Tuttavia, tra i vari poteri attribuiti ai Sindaci, vi è quello di agire anche quale ufficiale del Governo. In tal senso il Sindaco rappresenta un’articolazione territoriale del Governo nazionale, svolgendo, tra l’altro, attività quali “emanazione degli atti che gli sono attribuiti dalle leggi e dai regolamenti in materia di ordine e di sicurezza pubblica (..) svolgimento, in materia di pubblica sicurezza e di polizia giudiziaria, delle funzioni affidategli dalla legge (..) vigilanza su tutto quanto possa interessare la sicurezza e l’ordine pubblico, informandone il prefetto” (art. 54 del D.lgs. n. 267 del 18 agosto 2000, cosiddetto “Testo unico delle leggi sull’ordinamento degli enti locali”).
In tale veste il Sindaco in qualità di ufficiale del Governo è sottoposto gerarchicamente al Prefetto, che ne rappresenta una più ampia articolazione territoriale.
Quindi, ove ci fossero problematiche in tal senso il Prefetto potrebbe intervenire per tutelare la sicurezza e l’ordine pubblico.

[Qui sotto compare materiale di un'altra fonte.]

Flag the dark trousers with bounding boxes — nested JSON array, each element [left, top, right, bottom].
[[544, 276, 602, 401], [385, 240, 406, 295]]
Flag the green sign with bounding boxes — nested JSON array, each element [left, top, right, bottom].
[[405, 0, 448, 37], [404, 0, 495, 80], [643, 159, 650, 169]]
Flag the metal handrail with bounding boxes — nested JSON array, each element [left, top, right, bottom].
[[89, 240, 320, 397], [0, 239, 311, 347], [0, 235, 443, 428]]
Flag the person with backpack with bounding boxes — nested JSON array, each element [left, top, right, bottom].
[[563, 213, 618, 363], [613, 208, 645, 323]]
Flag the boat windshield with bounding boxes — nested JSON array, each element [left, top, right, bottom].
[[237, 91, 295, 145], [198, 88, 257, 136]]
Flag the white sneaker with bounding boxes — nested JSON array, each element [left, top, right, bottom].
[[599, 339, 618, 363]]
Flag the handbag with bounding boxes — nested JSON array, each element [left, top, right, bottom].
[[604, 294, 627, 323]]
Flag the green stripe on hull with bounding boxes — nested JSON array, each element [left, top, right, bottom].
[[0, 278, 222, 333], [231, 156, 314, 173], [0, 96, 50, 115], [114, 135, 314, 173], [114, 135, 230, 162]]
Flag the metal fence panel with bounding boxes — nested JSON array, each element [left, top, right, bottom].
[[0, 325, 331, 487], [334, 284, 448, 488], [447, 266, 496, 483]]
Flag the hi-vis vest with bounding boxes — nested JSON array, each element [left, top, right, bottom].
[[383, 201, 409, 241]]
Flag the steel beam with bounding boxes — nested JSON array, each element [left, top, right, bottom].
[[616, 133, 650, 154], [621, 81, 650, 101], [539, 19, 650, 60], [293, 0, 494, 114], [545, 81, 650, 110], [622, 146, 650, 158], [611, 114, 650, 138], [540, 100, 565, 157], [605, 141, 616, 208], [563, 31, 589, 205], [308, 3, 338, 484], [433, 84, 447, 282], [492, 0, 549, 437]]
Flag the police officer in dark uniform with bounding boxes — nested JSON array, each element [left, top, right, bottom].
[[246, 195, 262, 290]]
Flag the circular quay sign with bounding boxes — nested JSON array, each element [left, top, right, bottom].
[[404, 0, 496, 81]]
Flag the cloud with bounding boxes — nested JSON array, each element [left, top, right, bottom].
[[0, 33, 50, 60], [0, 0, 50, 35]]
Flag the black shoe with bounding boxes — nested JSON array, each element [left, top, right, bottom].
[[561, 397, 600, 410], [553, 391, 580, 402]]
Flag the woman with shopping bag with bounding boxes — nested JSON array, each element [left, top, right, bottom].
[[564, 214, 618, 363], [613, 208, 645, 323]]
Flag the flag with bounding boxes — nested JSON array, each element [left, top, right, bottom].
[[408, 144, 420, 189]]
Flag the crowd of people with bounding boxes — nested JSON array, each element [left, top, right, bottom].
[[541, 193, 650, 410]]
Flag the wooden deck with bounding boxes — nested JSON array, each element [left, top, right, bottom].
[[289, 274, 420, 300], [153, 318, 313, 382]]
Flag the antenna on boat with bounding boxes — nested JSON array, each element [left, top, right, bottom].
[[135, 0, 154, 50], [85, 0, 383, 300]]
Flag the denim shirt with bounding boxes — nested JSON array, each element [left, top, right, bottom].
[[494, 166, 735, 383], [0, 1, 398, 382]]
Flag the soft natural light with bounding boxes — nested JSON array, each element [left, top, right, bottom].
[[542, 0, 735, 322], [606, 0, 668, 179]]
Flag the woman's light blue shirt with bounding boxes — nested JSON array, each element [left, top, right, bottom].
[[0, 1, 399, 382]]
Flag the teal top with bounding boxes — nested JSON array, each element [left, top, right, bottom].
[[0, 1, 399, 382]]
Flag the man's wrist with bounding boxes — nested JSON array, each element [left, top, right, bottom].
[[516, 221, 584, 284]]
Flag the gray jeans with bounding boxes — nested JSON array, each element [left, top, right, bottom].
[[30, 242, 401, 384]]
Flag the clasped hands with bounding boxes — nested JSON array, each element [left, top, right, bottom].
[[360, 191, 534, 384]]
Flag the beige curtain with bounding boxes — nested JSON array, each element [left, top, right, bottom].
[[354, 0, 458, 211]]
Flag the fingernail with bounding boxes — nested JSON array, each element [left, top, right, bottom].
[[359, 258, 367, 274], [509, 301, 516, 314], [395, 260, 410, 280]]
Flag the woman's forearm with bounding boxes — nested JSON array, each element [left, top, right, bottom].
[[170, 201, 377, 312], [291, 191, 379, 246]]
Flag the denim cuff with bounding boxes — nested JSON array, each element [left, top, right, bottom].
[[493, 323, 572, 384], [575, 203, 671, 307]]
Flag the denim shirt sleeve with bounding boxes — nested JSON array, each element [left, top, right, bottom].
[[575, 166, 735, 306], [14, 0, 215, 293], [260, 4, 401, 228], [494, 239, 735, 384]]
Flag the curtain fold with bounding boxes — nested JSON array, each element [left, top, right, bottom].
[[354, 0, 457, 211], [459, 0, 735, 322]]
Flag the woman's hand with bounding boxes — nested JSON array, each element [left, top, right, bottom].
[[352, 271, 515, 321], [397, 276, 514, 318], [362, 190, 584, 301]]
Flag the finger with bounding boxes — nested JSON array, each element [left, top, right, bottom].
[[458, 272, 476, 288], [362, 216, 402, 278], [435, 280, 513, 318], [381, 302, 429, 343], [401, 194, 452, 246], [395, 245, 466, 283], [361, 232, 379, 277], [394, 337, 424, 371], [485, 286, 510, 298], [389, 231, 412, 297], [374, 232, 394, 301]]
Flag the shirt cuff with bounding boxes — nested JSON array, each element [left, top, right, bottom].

Proprio per tali ragioni, ad esempio, è accaduto recentemente che talune ordinanze emanate dai Sindaci siano state annullate dai Prefetti in quanto illegittime.
In ogni caso, pur volendo dare per scontato che il Comune abbia agito nell’ambito delle proprie competenze, se è stato fornito un compenso al “proponente” saranno stati emessi sicuramente atti amministrativi relativi all’incarico attribuito.
L’attribuzione di un incarico senza rispettare quanto previsto della normativa vigente potrebbe motivo di impugnazione davanti al Tribunale Amministrativo Regionale territorialmente competente.
In tal caso sarebbe utile analizzare il provvedimento con cui il Sindaco ha “incaricato” il proponente a svolgere attività per conto del Comune, casomai facendosi aiutare dalle associazioni di categoria che sono in generale portatrici di interessi legittimi e quindi in grado di impugnare eventuali provvedimenti emessi in violazione della legge.
Gli enti associativi, infatti, sono legittimati ad esperire azioni a tutela degli interessi legittimi collettivi di determinate comunità o categorie, ed in particolare l’azione generale di annullamento in sede di giurisdizione amministrativa di legittimità.